WHY have humans evolved to where we are now? What about this makes us MORE suited to survive, when ultimately it seems like we may destroy us? Do luddites have the right idea?


Completely agree with you LA on evolution.  Humans have evolved to where we are now simply because we have.  Survival, procreation.  Why are black ppl black?  Actually i think its from the climate and being closer to the sun.  The tan just stuck.  Ever noticed that people in colder climates like Sweden have lighter skin and the ppl in the south have darker skin?  i think its all revalent to how close to the sun you are.

We've evolved to survive.  Himself hasnt even a clue why we evolved past other species.  As at one time we barely had language skills.  (ever seen Clan of the Cave Bear?)  Amongst documentaries that are possible to see.  Humans at one time barely had language skills.  Language was a series of grunts and what not.  Much like some of the animals today.  We were also not "top" of the food chain either.  We were also food.  As to why we evolved past other species you might have me stumped, but i've a few ideas.

Larger brain capacity?  Though i am uncertian if thats changed or not..

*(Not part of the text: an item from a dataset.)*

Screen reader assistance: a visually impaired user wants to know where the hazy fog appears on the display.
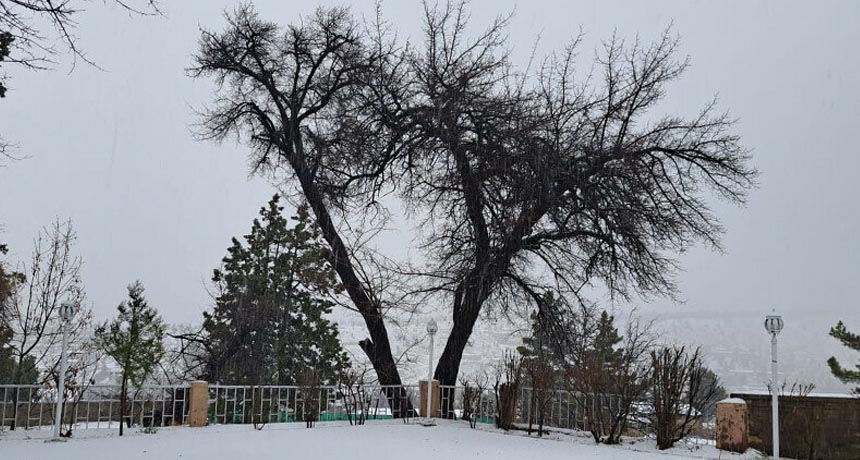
[0,0,860,392]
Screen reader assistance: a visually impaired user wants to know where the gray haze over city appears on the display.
[0,0,860,391]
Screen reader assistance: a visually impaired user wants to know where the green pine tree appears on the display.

Because we never worked purely on instinct as other animals tend to do? We've always had some semblence of intelligence.  Actually, you know what, i think i learned the answer to your question once.  Because we have the ability to "create"  We learned to "create" fire and "tools"  And it went from there.  To better tools, to weapons, to housing.  Just a thought.

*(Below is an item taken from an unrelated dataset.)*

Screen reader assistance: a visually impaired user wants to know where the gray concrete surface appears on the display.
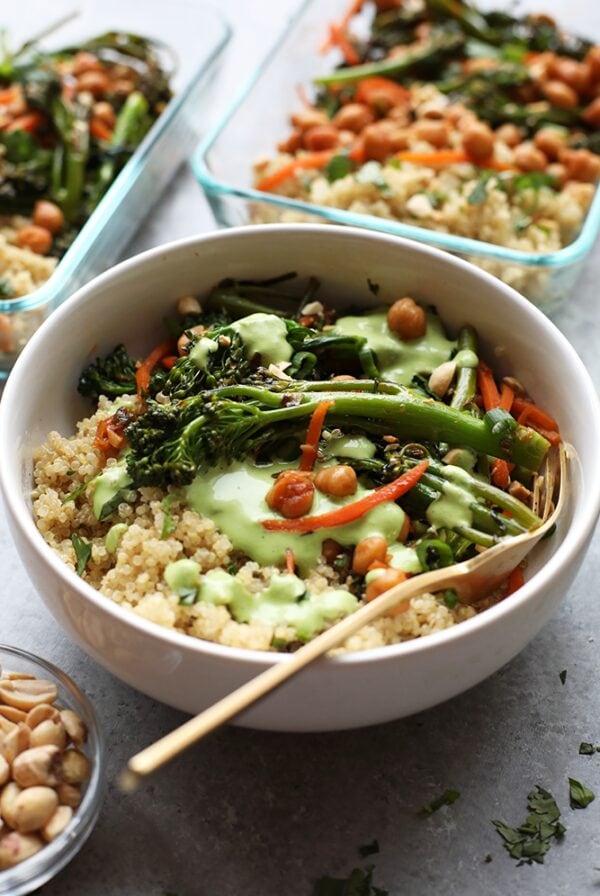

Dunno who luddites are and i'm not in the mood to go figure it out.  = )  Yes we will eventually destroy ourselves or at best destroy civilization.  Or at best find another planet to destroy.  But for as murdering ourselves and destroying ourselves that way, we arent the only species that does it.  Why do tarantulas kill the mate after they procreate?  (i think i've the right spider)  Some species out there that are cannibals.  Why?  We just have an evolved way to kill each other.  We have evolved beyond.  Cats fight, dogs fight.  i'm sure if they could figure out a way to kill their opponent easier they would. 

Maybe we have just evolved too much for our own good.  i have personally always believed that.